# "Ungifted" or "gifted" villagers?



## Cosmic_Crossfade (Jun 27, 2020)

I have been seeing a trend now with the terms "gifted" and "Ungifted" next to villager names. What does it mean?


----------



## coffee biscuit (Jun 27, 2020)

"Ungifted" or "original" means that the player hasn't given any items to the villager, so they have all of their original clothes, furniture, and catchphrases. Most people including myself highly prefer getting original villagers. It's an OCD thing for me but I know a lot of people wouldn't like it if they got a villager wearing a bikini or something weird/hideous lmao


----------



## Cosmic_Crossfade (Jun 27, 2020)

Thank you! I appreciate you giving me some insight! I was wondering what it meant haha Do people still like villagers that are "gifted"? Do those gifts you give villagers last?


----------



## Miss Misty (Jun 27, 2020)

I thought I read somewhere that villagers got reset back to vanilla when they moved to a new island? Does that not apply to their interiors and clothes?


----------



## Underneath The Stars (Jun 27, 2020)

Miss Misty said:


> I thought I read somewhere that villagers got reset back to vanilla when they moved to a new island? Does that not apply to their interiors and clothes?



i think that only applies for starter villagers, but i'm not so sure too though.. i would love to know


----------



## coffee biscuit (Jun 27, 2020)

Cosmic_Crossfade said:


> Thank you! I appreciate you giving me some insight! I was wondering what it meant haha Do people still like villagers that are "gifted"? Do those gifts you give villagers last?


No problem  Some people don't mind gifted villagers, they just care about having the villager itself. I don't think villagers ever completely get rid of clothes that have been given to them and I'm not sure if they keep their old furniture or not. I know getting them to change their clothes can be a pain.


Miss Misty said:


> I thought I read somewhere that villagers got reset back to vanilla when they moved to a new island? Does that not apply to their interiors and clothes?

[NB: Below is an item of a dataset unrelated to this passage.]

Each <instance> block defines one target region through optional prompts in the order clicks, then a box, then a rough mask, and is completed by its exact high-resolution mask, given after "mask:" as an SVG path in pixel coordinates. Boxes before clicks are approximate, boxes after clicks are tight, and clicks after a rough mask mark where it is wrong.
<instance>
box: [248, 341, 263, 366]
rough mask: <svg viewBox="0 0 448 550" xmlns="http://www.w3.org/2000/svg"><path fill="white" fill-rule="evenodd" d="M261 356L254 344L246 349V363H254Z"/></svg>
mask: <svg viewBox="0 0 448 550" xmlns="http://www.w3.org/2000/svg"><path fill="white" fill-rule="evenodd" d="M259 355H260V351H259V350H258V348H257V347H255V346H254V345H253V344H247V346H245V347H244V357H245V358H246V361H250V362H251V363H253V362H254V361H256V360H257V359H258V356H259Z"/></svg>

I don't think this is entirely true cause I saw some posts where people shared their newly adopted villager wearing weird custom designs that were given to them. (like one where Audie was wearing a shirt that said "lil hoe", and Roald wearing a pink bikini...) I think the catchphrase resets, but I'm not sure about the furniture.


----------



## Mick (Jun 27, 2020)

Personally I've gotten a Flora that had been heavily gifted with clothes but I didn't mind it at all, they all looked so good on her and the previous player clearly put a lot of thought and effort in it. I even kinda liked the surprise of seeing all her different outfits 

I don't know what happens with their furniture, I've been told that starter homes get upgraded to original interiors, but I don't have much experience with trading villagers onto my island. I certainly haven't had anyone move in with furniture that wasn't original.


----------



## Etown20 (Jun 27, 2020)

I don’t know for sure how it all works, but here is my experience:

I adopted Audie a couple months back and she had a hat and some outfits from her previous island. The outfits weren’t offensive but didn’t really fit her island theme. She eventually gave me the hat but would still wear the outfits every once in a while. I gifted her a bunch of new outfits and I think I’m near max tier friendship now. She hasn’t worn the old outfits in a while. I think they are still in her wardrobe though.

Also - villagers sometimes leave a clothing item in the recycle bin when they move, so sometimes one outfit might not carry over. I gave Beau two clothing items and when I let him go, one was in my recycle bin.


----------